Why increase calories gradually?

After a prolonged calorie deficit, resting metabolic rate often falls below the level predicted by body composition alone — a phenomenon sometimes called adaptive thermogenesis or metabolic adaptation. Rapidly returning to pre-diet maintenance calories may produce a larger-than-expected calorie surplus before metabolic rate recovers, leading to faster fat regain than a gradual approach. Increments of 50–150 kcal per week give the body time to adjust.

Setting the weekly increase rate

Typical reverse diet protocols use 50–100 kcal/week increments for conservative approaches and 100–200 kcal/week for faster timelines. The appropriate rate depends on how long the deficit lasted, how large the deficit was, and individual tolerance for scale weight fluctuation. Slower protocols minimise fat gain but extend the timeline; faster protocols get calories up sooner at the cost of a slightly higher initial scale response.

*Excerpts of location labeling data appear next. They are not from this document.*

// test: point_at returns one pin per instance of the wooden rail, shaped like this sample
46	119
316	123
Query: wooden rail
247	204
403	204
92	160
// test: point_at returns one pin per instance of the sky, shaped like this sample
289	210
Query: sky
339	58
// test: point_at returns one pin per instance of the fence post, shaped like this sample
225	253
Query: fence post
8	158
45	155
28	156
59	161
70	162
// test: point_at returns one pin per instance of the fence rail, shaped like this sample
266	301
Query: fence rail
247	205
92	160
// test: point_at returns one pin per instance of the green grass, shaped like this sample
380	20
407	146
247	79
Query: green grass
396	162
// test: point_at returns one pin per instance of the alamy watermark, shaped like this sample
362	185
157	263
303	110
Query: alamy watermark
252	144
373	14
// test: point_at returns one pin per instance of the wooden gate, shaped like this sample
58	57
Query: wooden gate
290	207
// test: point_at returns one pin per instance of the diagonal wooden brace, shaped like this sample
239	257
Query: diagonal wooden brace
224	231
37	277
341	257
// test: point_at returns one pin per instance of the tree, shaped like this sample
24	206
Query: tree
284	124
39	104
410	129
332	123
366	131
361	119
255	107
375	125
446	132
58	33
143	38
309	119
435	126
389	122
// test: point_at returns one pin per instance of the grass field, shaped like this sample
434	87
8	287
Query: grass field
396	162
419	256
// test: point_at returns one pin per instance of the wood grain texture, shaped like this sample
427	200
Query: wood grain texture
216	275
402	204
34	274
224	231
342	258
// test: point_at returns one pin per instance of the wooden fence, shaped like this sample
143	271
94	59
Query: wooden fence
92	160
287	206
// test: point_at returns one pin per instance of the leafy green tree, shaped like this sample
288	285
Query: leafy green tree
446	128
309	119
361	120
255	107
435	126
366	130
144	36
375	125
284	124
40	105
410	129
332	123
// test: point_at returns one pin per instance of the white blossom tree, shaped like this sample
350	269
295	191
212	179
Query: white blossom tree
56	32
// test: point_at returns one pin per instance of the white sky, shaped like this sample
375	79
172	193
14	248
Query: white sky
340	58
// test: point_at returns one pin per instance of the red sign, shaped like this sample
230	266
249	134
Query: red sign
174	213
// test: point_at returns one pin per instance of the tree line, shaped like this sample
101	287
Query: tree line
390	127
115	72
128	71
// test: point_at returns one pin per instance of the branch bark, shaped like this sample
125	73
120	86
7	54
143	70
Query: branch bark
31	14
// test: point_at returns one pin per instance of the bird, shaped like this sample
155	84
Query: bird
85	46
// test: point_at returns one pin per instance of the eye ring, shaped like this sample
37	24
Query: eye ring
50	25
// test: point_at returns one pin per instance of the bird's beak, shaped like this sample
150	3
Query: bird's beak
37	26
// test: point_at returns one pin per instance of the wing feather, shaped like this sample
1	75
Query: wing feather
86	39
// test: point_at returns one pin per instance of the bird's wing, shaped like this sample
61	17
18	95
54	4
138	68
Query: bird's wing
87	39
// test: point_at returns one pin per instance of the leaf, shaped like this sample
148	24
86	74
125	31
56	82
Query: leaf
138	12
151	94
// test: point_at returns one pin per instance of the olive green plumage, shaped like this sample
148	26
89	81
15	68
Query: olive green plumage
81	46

Frequently asked questions

Will I gain fat during a reverse diet?

Some scale weight increase is normal during a reverse diet, but much of it is glycogen and water rather than fat. Controlled research is limited, but anecdotal evidence and theoretical modelling suggest that a slow, structured reverse diet produces less fat gain than abruptly returning to unrestricted eating after a prolonged deficit.

What happens when I reach maintenance?

Once you reach estimated maintenance, you can stay there for a period to allow full metabolic recovery before beginning another deficit, or transition to a muscle-building phase with a small surplus. Spending 4–8 weeks at or slightly above maintenance before cutting again is a common practice in physique sport periodisation.